Seeing how the two approaches fit together, yet are so different, helps illuminate why confidence intervals can be so tricky.
Anyway, I promised a Very Compelling Real-Life Application of This Technique. I had thought about talking to fisheries people, but even though capture/recapture somehow is nearly always introduced in a fish context, of course it doesn’t have to be. Here we go:
Human Rights and Capture/Recapture
I’ve just recently been introduced to an outfit called the Human Rights Data Analysis Group. Can’t beat them for statistics that matter, and I really have to say, a lot of the explanations and writing on their site is excellent. If you’re looking for Post-AP ideas, as well as caveats about data for everyone, this is a great place to go.
One of the things they do is try to figure out how many people get killed in various trouble areas and in particular events. You get one estimate from some left-leaning NGO. You get another from the Catholics. Information is hard to get, and lists of the dead are incomplete. So it’s not surprising that different groups get different estimates. Whom do you believe?
Suppose the LLNGO thinks that 20 civilians were killed during a protest. They give you a list of the victims. As the same time, the Catholics think that 25 civilians were killed. They have a list too.

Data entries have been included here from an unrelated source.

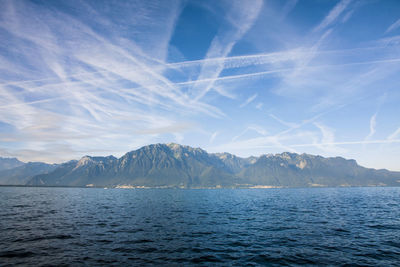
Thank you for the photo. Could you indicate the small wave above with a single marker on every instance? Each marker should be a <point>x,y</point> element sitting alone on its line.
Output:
<point>16,254</point>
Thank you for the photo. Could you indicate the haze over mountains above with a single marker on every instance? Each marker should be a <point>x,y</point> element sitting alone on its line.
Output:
<point>177,166</point>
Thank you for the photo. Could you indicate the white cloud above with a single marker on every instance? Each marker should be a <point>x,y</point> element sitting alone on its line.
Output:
<point>333,15</point>
<point>248,100</point>
<point>393,27</point>
<point>372,127</point>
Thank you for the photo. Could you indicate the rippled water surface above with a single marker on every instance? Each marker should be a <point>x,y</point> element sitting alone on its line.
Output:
<point>75,226</point>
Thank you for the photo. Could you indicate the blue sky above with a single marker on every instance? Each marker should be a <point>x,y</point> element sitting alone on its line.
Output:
<point>246,77</point>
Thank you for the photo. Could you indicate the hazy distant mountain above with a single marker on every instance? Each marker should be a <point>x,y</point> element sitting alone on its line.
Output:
<point>9,163</point>
<point>22,174</point>
<point>173,165</point>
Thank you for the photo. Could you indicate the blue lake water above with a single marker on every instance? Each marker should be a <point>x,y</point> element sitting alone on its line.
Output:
<point>78,226</point>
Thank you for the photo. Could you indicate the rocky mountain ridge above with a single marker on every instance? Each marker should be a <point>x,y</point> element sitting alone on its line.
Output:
<point>178,166</point>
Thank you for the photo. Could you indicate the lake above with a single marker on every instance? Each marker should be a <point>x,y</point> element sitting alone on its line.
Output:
<point>89,226</point>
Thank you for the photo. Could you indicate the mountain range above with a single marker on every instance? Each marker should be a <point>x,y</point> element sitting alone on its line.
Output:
<point>178,166</point>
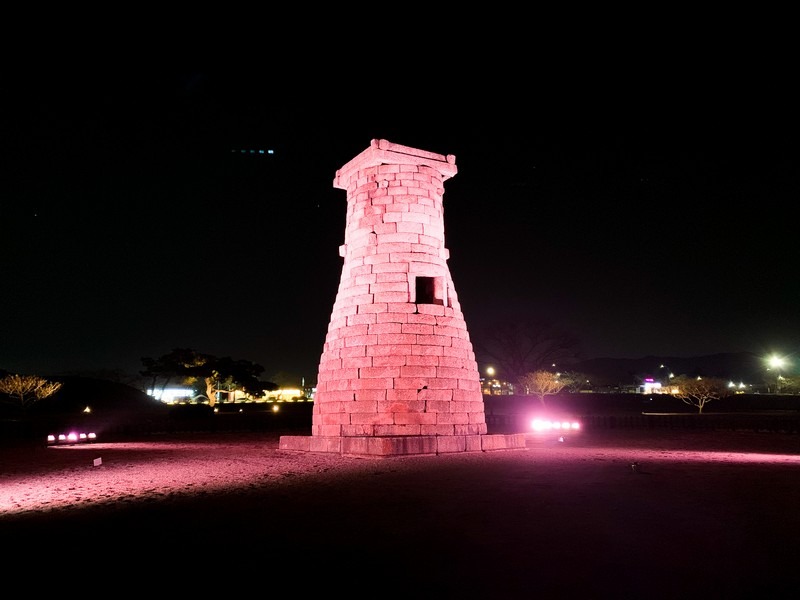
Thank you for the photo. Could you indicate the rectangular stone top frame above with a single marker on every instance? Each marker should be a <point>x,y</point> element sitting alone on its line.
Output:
<point>384,152</point>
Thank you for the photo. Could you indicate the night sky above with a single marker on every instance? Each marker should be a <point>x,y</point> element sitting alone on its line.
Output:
<point>144,212</point>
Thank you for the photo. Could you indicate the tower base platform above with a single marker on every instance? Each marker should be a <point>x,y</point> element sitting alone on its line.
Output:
<point>400,445</point>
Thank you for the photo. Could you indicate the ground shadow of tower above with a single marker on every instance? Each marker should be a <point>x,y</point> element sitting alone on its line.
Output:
<point>398,373</point>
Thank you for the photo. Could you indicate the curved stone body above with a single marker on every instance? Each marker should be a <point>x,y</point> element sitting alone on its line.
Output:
<point>397,374</point>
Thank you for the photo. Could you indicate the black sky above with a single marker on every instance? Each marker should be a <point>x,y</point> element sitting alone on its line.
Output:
<point>646,220</point>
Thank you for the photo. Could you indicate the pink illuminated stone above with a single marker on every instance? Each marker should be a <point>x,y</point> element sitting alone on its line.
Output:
<point>397,364</point>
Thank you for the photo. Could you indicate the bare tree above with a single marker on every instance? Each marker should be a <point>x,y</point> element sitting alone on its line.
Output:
<point>524,346</point>
<point>542,383</point>
<point>699,391</point>
<point>27,389</point>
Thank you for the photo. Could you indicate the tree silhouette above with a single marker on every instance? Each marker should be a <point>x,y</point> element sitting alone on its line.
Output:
<point>517,347</point>
<point>699,391</point>
<point>542,383</point>
<point>27,389</point>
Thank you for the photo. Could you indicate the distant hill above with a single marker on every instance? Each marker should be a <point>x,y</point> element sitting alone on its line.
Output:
<point>744,367</point>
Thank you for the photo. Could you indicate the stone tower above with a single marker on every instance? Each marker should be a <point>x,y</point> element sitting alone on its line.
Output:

Now the key thing: you compare the lists. Suppose the lists have five names in common. Now you’re super confident that at least 40 people were killed, because you have 40 names. But when you think about it, this is exactly the same as capture/recapture—and you can calculate that it’s likely that 100 people were killed.

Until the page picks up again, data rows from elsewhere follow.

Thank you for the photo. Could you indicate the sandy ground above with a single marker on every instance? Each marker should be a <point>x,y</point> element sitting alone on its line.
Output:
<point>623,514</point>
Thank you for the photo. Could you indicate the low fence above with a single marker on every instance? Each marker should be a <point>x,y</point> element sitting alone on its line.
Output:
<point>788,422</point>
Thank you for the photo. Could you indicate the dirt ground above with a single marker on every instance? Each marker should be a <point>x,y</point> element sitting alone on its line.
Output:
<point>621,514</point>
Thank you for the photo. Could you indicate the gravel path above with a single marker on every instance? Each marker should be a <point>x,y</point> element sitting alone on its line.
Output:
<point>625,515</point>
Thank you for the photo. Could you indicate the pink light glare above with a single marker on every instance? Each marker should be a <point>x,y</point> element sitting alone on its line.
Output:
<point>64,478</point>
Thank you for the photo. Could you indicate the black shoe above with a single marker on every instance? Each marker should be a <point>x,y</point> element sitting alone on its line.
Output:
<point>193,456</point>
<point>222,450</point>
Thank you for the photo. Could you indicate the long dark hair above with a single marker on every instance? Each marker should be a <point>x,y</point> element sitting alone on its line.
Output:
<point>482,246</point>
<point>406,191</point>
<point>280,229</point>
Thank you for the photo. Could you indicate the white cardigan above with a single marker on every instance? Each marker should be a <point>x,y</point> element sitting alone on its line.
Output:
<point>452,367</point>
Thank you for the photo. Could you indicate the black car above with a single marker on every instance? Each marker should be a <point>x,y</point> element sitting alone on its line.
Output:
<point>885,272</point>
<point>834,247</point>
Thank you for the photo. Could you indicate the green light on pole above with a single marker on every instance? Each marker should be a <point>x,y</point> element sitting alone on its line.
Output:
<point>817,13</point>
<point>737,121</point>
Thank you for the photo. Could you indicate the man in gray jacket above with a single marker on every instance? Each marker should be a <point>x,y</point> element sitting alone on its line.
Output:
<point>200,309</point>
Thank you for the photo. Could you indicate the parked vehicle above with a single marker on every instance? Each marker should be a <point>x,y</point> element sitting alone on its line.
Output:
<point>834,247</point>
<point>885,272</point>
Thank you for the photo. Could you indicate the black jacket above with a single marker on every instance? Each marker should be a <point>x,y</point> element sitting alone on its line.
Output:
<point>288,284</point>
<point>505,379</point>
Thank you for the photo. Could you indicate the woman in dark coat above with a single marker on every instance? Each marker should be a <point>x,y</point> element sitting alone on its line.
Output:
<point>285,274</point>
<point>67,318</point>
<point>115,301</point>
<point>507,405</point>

And this, at root, is how these folks actually make better estimates for the effects of tyranny, torture, war crimes, and other institutionalized misconduct around the world. But only at root. The techniques get more sophisticated in interesting ways that I’m only starting to understand.
For example, one problem with what I just described is the same as when we get realistic about the fish. Why should we assume that every fish in the lake, tagged or untagged, has the same probability of getting caught?
In the human-rights context, this issue is called list independence. That is, do the LLNGO and the Catholics have the same chance of listing each person killed? Of course not. Relatives who might talk to the Catholics might not even speak to the LLNGO, and vice versa. Or they might have been doing their counts in different geographical parts of the protest.
It turns out that, using techniques that seem to be called MSE for Multiple Systems Estimation, you can try to account for list independence and other potential problems, provided you have three or more lists. I’m intrigued to study up on this and learn more, and you can too! Here is the first of a series of blog posts by Amelia Hoover Green. Follow the links to the next chapters. See what you think.
Meanwhile, think about one of the overarching problems from the last post: that the population estimate was so wide. I think that part of the problem is that when my brain is stuck in the fish context, I think it’s impractical to imagine tagging, say, half of the fish in the lake. But you can see from the graphs (and common sense) that if the fraction tagged is small, and the numbers are kind of small, the resulting distributions will be wide and sparse.
But in this context, we probably start out with the (wrong) assumption that we have almost all of the deaths; so our estimates will be better.
This graph shows estimates of population with, again, a true population of 100, but this time with half of the fish—50 cases—captured and tagged, and 50 recaptured. This is equivalent to each (independent) list having 50 casualties, with varying numbers of names (centered on 25) overlapping.
Notice how the interval has shrunk: it’s now (80, 135) instead of (60, 200).